2011 Wrapup to the Mushroom Observer Community
To the Mushroom Observer Community,
2011 has been a relatively quiet year for Mushroom Observer at least from the perspective of new development. I have personally been working overtime on a new version of the Encyclopedia of Life and Jason has been working hard on a new lichen related website and book.
Even so the site has continued to grow. We now have over 180,000 images, 80,000 observations and we are very close to 3,000 registered users. This continues our trend of nearly doubling every year. Fortunately, due to generous donations from all of you, Jason was able to substantially upgrade our server configuration and to the best of our knowledge the system has been working very well despite the ever growing demand. While we still have some money in the bank, we will continue to need additional donations to keep the system going.
As was true last year, the donations are made through a not-for-profit corporation called The Consortium for Digital Mycology Resources (CDMR). The CDMR is recognized as a non-profit by the state of California, but is still not an official federal 501c3 non-profit. However, the application process has moved forward and for now we continue to act as a non-profit and donations are tax deductible. For anyone interested in the details of that process please visit the CDMR website.
There have been a few notable new features added to Mushroom Observer over the last year. Jason did a great job developing the MO Feature Tracker interface that interacts with our new freely accessible Pivotal Tracker account for tracking bugs and feature requests. In addition, I have been working quite a bit behind the scenes to prepare for a roughly 10 fold increase in the number of Mushroom Observer images that will be sharable with the broader biodiversity community and EOL in particular.
Along with this note, we are also releasing the newly developed Black on White color theme. With this theme I am trying to provide a more current and professional look for the site. Feedback on the theme or suggestions for improvements are very welcome.

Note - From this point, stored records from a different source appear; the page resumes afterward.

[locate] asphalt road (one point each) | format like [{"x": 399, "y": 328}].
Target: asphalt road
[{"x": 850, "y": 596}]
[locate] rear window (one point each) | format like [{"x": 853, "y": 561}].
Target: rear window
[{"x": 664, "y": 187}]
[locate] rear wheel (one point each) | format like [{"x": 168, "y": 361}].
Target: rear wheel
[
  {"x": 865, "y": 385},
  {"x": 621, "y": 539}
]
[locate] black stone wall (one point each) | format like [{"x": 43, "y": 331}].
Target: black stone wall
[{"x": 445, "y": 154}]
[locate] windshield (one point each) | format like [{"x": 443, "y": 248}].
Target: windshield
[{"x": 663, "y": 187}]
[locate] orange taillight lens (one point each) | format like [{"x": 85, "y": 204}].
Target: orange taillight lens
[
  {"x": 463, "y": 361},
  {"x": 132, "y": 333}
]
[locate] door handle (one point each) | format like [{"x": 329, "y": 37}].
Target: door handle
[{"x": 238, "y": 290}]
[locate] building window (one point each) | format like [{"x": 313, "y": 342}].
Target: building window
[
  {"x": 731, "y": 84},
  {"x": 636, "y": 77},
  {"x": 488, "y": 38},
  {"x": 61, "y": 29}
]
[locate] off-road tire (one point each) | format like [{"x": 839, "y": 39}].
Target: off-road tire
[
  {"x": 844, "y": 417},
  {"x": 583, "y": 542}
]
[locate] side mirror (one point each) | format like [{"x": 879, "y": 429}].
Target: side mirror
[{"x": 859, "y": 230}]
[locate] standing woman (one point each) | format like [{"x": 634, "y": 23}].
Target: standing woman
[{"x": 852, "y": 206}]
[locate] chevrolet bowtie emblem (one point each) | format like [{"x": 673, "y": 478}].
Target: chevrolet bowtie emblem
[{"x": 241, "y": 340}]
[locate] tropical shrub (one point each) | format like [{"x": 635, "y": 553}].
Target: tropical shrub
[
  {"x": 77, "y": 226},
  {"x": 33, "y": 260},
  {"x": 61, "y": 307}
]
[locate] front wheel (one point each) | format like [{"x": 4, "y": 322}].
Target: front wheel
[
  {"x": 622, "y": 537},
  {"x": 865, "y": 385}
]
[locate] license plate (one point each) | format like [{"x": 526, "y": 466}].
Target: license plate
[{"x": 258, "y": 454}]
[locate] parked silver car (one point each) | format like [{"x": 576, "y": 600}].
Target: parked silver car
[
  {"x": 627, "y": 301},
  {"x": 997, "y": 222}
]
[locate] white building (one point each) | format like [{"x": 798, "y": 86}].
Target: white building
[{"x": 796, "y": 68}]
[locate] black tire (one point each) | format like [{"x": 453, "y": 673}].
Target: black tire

While there have not been a lot of new features released this year, there have been a number of important discussions going on about potential future development. These have included discussions of better ways of managing naming and voting so they align better with standard herbarium practices, improving the expressiveness of the voting system, rearranging the interface to be more workflow driven, and expanding the role of projects to encourage more focused collaboration within MO.
Which brings us to the biggest news. I have begun doing some of my own research with the data from the Mushroom Observer and I have received several inquiries from other scientists interested in either using Mushroom Observer as it is to support their own research or to support additional development of the Mushroom Observer to expand the connections between Mushroom Observer and the scientific community.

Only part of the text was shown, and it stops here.